There is no age limit for NAMI Missouri’s family groups, and they are open whether or not a loved one is getting treatment. They’re available online and in-person in seven locations throughout the state.

Family members, Harlan said, are often well-positioned to help individuals navigate a mental health condition.

“Who is there that may help them stay fed, housed, insured, transported, clothed, keeping appointments?” Harlan said. “Family.”

But there are limits to what family members can do.

“Then we encourage each other to go, ‘Well, that’s all you can do,’” Harlan said. “You can look in the mirror and feel okay about yourself.”

Buchanan said Kirsten’s diagnoses of bipolar II and pre-menstrual dysphoria disorders saved her life and that NAMI gave her “the support and skills to better help me help her.” Kirsten Buchanan, now 31, works full-time as a special education teacher.

NAMI Missouri support groups are also there when the mental health system fails.
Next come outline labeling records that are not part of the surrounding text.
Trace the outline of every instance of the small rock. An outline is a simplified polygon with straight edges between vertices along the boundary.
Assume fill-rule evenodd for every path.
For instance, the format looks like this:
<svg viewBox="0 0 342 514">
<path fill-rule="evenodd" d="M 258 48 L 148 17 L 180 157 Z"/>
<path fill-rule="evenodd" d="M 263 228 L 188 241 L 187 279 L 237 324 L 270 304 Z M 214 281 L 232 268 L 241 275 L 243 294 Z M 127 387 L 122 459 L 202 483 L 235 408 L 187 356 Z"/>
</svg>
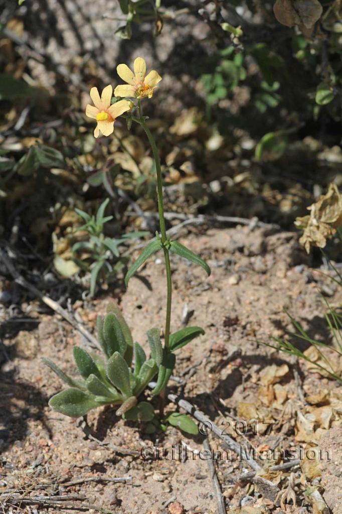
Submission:
<svg viewBox="0 0 342 514">
<path fill-rule="evenodd" d="M 183 514 L 184 507 L 179 502 L 173 502 L 167 507 L 170 514 Z"/>
<path fill-rule="evenodd" d="M 38 341 L 30 332 L 22 330 L 15 338 L 17 355 L 24 359 L 33 359 L 38 353 Z"/>
<path fill-rule="evenodd" d="M 240 282 L 240 276 L 237 273 L 234 273 L 234 275 L 231 275 L 231 276 L 228 279 L 228 283 L 230 286 L 236 286 Z"/>
<path fill-rule="evenodd" d="M 156 482 L 164 482 L 165 479 L 162 475 L 161 475 L 160 473 L 154 473 L 152 475 L 152 478 Z"/>
<path fill-rule="evenodd" d="M 97 313 L 95 311 L 93 311 L 93 312 L 89 313 L 88 315 L 88 321 L 94 321 L 97 317 Z"/>
</svg>

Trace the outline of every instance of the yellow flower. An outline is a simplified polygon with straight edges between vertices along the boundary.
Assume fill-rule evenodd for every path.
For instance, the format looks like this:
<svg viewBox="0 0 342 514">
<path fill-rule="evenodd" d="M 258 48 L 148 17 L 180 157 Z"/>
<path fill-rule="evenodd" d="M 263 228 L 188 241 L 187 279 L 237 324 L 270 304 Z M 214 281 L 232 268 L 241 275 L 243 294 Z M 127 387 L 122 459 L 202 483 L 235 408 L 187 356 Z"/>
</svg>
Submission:
<svg viewBox="0 0 342 514">
<path fill-rule="evenodd" d="M 100 131 L 103 136 L 110 136 L 112 134 L 116 119 L 131 108 L 131 102 L 125 100 L 121 100 L 111 105 L 112 93 L 111 86 L 106 86 L 100 98 L 97 87 L 92 87 L 90 89 L 90 98 L 94 102 L 94 106 L 88 104 L 86 115 L 96 120 L 98 122 L 94 131 L 95 137 L 99 137 Z"/>
<path fill-rule="evenodd" d="M 117 68 L 118 75 L 128 85 L 117 86 L 114 95 L 119 97 L 131 97 L 133 98 L 151 98 L 157 84 L 162 80 L 155 70 L 146 75 L 146 63 L 142 57 L 137 57 L 134 61 L 134 73 L 127 64 L 119 64 Z"/>
</svg>

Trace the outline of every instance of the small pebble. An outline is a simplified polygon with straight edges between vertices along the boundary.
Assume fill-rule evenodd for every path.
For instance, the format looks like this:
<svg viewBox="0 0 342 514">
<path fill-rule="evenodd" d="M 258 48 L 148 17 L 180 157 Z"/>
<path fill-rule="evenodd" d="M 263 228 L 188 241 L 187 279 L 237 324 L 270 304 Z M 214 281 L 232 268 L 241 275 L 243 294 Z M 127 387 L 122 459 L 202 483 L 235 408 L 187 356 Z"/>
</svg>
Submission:
<svg viewBox="0 0 342 514">
<path fill-rule="evenodd" d="M 170 514 L 183 514 L 184 508 L 179 502 L 173 502 L 167 507 Z"/>
<path fill-rule="evenodd" d="M 237 273 L 231 275 L 228 279 L 228 283 L 230 286 L 236 286 L 240 282 L 240 277 Z"/>
<path fill-rule="evenodd" d="M 161 475 L 160 473 L 154 473 L 152 475 L 152 478 L 156 482 L 164 482 L 165 478 L 162 475 Z"/>
</svg>

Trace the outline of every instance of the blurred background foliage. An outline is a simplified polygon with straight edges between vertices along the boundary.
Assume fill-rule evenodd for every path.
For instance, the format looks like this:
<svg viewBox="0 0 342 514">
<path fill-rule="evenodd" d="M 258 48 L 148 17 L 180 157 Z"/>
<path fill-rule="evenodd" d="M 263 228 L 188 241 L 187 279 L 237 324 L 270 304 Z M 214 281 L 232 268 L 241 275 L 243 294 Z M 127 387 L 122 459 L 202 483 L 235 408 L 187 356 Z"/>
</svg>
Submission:
<svg viewBox="0 0 342 514">
<path fill-rule="evenodd" d="M 72 259 L 75 209 L 108 197 L 104 237 L 156 230 L 143 134 L 118 120 L 96 140 L 84 114 L 90 88 L 138 56 L 163 79 L 144 108 L 166 211 L 292 230 L 340 185 L 341 0 L 20 3 L 0 0 L 0 236 L 39 268 Z"/>
</svg>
Harlan said there’s been a movement in her lifetime away from hospitalization for serious mental health conditions, but there hasn’t been a build-out of outpatient support services for patients and families.

“I am not for just hospitalizing people,” Harlan said. “But we as a society have not answered the question, then what do we do?”

Bacus, Harlan’s son, kept his psychiatry and therapy appointments and was working well with his counselor. He was working as a paraeducator and studying at Columbia College to become a teacher. Harlan described his gift for explaining concepts in different ways until he hit on the one that clicked with a student.

Heather Harlan, left, and Micah Bacus, right, enjoy family time and ice cream with Bacus’ sister, Robin Bacus, and nephew, Ethan Foster, in March 2018 in Columbia. “I think it’s a reminder it wasn’t just me as a mother who still feels the loss,” Harlan said (photo submitted by Heather Harlan).

Heather Harlan, left, and Micah Bacus, right, enjoy family time and ice cream with Bacus’ sister, Robin Bacus, and nephew, Ethan Foster, in March 2018 in Columbia. “I think it’s a reminder it wasn’t just me as a mother who still feels the loss,” Harlan said (photo submitted by Heather Harlan).

But when his counselor went on an extended period of leave, he struggled to find a replacement. He showed Harlan a list of counselors he had called, but no one was taking new patients.

When Bacus was discharged from a hospital stay in May 2018, he was told, “Don’t call us. We’ll call you when we have an appointment for you to get started with a counselor.”

It was November before he started seeing a new counselor.

In February 2019, Harlan said, “time just ran out for him,” and he passed away by suicide at 37.

“There was just too much pouring in on him, and he didn’t receive enough help,” Harlan said. “So he died waiting for help.”

Harlan said that when she first started attending NAMI Missouri family groups, she felt anger, worry and exhaustion. There’s a history of mental illness in her family, but she had never experienced it. She couldn’t understand certain things, like what it’s like to be too depressed to take a shower.

“NAMI helped us work together more as a team,” Harlan said. “To understand what he was going through, to understand where I might be able to step in and help and how to listen. So I think that made a world of difference.”